The Hippie Saint
Have you met a saint and martyr recently? I haven’t, at least as far as I know, but I did have a very interesting opportunity this morning. I interviewed a Franciscan friar who has been asked to begin collecting information about John Bradburne.
If you’ve never heard of John Bradburne, don’t worry. I hadn’t until I found myself living in Zambia. Time and again I heard his name mentioned and even the most unlikely people spoke of him with respect and something approaching awe. I was intrigued. They spoke of him as if he were just down the road.
It turned out that Bradburne was, in a manner of speaking, down the road. He’s buried in Zimbabwe. I wasn’t very impressed by the photos that I saw. He looked like a hippie with his long hair and a sweatband tied around his head…but then I began reading and heard of a dreamer who spent his life praying and looking for deeper meaning. He was a poet who ended up in Zimbabwe looking after people with leprosy. He refused to give them numbers and called them by their names. In 1979, guerrillas who didn’t want him to return to the village and his patients shot him from behind.
The more I hear of John Bradburne, the more am I convinced that there is something very special about him.

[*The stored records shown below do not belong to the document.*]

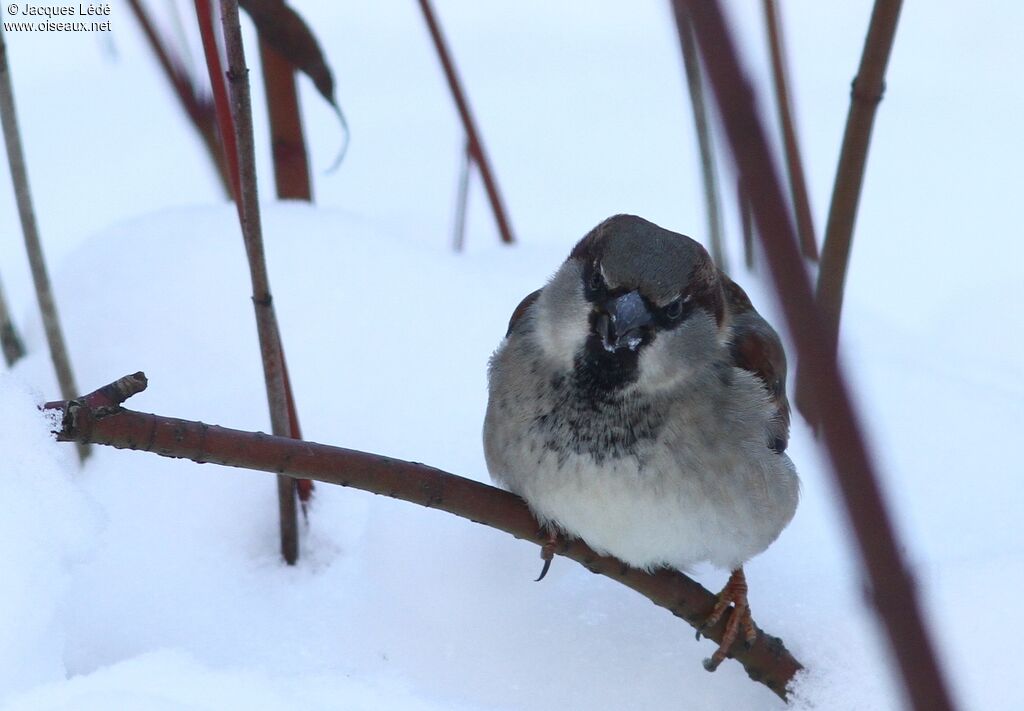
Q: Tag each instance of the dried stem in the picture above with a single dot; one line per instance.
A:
(745, 222)
(291, 164)
(10, 342)
(198, 108)
(472, 134)
(204, 15)
(236, 123)
(894, 591)
(694, 83)
(794, 164)
(865, 95)
(767, 661)
(291, 174)
(462, 201)
(33, 245)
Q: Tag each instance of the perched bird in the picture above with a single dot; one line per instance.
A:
(638, 403)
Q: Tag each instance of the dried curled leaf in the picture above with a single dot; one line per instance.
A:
(286, 32)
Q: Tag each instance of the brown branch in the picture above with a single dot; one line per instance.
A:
(198, 108)
(472, 134)
(291, 164)
(93, 419)
(462, 201)
(291, 176)
(745, 222)
(694, 83)
(30, 229)
(894, 591)
(266, 319)
(865, 94)
(10, 342)
(204, 15)
(236, 123)
(794, 164)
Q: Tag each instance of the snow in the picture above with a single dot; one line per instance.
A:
(141, 582)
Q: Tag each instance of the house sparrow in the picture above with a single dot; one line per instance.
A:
(638, 403)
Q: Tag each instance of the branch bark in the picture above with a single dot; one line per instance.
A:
(694, 83)
(98, 418)
(865, 94)
(794, 163)
(894, 591)
(291, 164)
(198, 108)
(236, 124)
(10, 342)
(469, 125)
(30, 229)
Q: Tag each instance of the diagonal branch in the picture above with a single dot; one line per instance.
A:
(893, 588)
(694, 82)
(237, 126)
(98, 418)
(198, 107)
(472, 133)
(865, 94)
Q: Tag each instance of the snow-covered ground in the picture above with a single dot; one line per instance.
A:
(147, 583)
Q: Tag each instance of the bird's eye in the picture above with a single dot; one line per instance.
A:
(674, 310)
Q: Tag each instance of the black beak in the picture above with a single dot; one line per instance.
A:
(620, 326)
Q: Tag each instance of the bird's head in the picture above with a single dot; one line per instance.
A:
(633, 304)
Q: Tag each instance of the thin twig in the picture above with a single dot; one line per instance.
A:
(10, 342)
(291, 176)
(472, 134)
(767, 661)
(745, 222)
(462, 201)
(33, 245)
(865, 94)
(694, 83)
(794, 164)
(291, 164)
(236, 123)
(266, 319)
(894, 592)
(198, 108)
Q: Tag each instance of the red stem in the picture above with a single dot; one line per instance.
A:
(475, 144)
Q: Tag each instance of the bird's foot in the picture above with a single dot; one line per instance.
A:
(734, 593)
(548, 553)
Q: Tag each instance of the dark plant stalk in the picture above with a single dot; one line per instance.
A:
(865, 95)
(222, 111)
(291, 175)
(469, 125)
(794, 164)
(694, 83)
(199, 109)
(893, 590)
(10, 342)
(30, 229)
(236, 123)
(291, 164)
(266, 319)
(745, 222)
(98, 418)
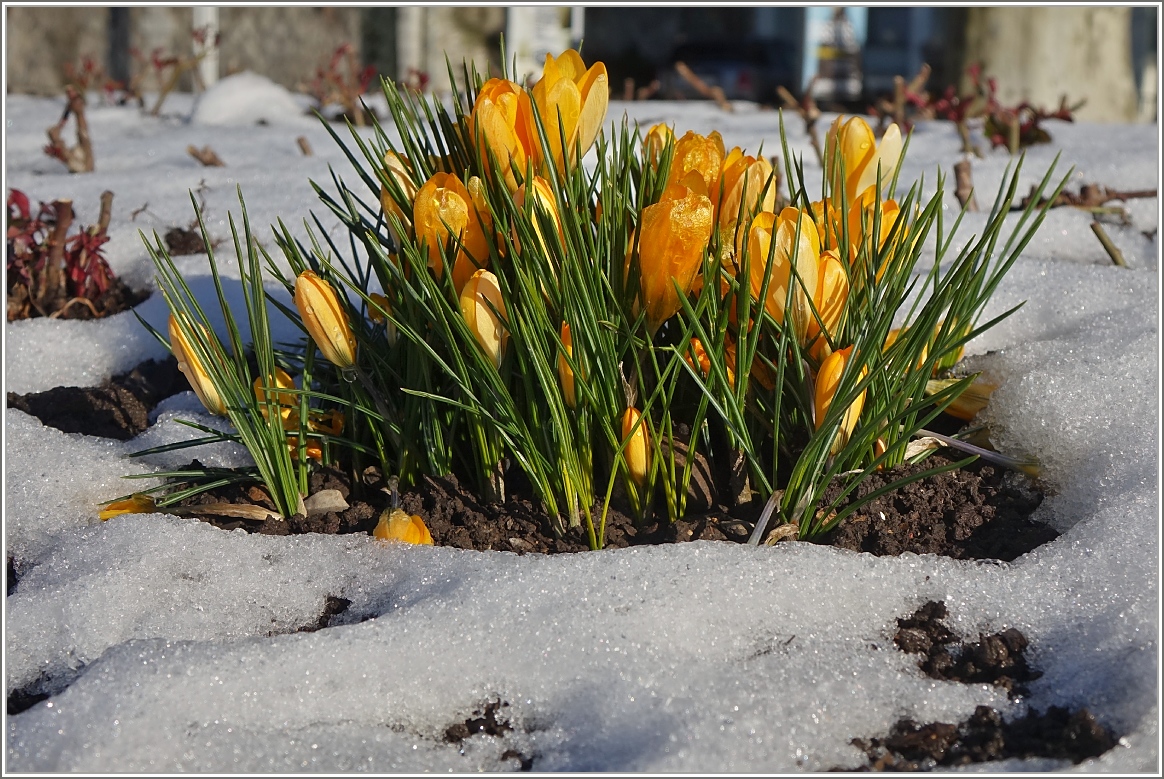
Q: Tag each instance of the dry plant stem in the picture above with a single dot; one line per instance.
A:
(206, 156)
(78, 158)
(1108, 246)
(701, 86)
(1091, 196)
(964, 188)
(52, 285)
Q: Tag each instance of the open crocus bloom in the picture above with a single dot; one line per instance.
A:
(827, 381)
(446, 207)
(778, 235)
(742, 183)
(572, 101)
(487, 327)
(674, 235)
(860, 155)
(703, 154)
(325, 319)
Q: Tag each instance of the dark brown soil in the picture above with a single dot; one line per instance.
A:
(116, 409)
(1055, 734)
(996, 659)
(979, 511)
(973, 512)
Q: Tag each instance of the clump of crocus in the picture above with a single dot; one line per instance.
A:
(192, 368)
(396, 525)
(484, 310)
(860, 156)
(325, 319)
(828, 380)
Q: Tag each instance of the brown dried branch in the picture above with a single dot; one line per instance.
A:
(1091, 196)
(701, 86)
(206, 156)
(1108, 246)
(78, 158)
(964, 189)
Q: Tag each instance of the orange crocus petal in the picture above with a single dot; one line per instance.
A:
(137, 503)
(637, 452)
(565, 373)
(829, 299)
(675, 234)
(397, 525)
(487, 327)
(701, 153)
(827, 383)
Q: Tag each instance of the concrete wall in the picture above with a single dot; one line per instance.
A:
(1041, 54)
(40, 41)
(286, 44)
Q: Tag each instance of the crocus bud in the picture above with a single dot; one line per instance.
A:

As a result, this morning’s interview was both fascinating and moving, so much so that I decided to walk part of the way home. As I crossed a ridge over the Tiber, I passed a young couple. The girl had several rings and studs piercing her face. The young man had dirty-looking dreadlocks, an unkempt appearance, the inevitable paper cup for donations and four dogs. Dogs (especially puppies) are the current number one way of attracting funds. Frankly, even if his rottweiler DID have a shiny pink ribbon around its neck, it didn’t look any the less fierce and its owner didn’t receive any money.
Yet, as I walked away, I wondered. I probably wouldn’t have put money into John Bradburne’s hand had I met him begging on the road, and yet I’d have turned away a saint. Might there not be just a possibility that there could be a few more ‘hippie saints’ along my road? As the song says, “Sometimes saints don’t look like saints at all!”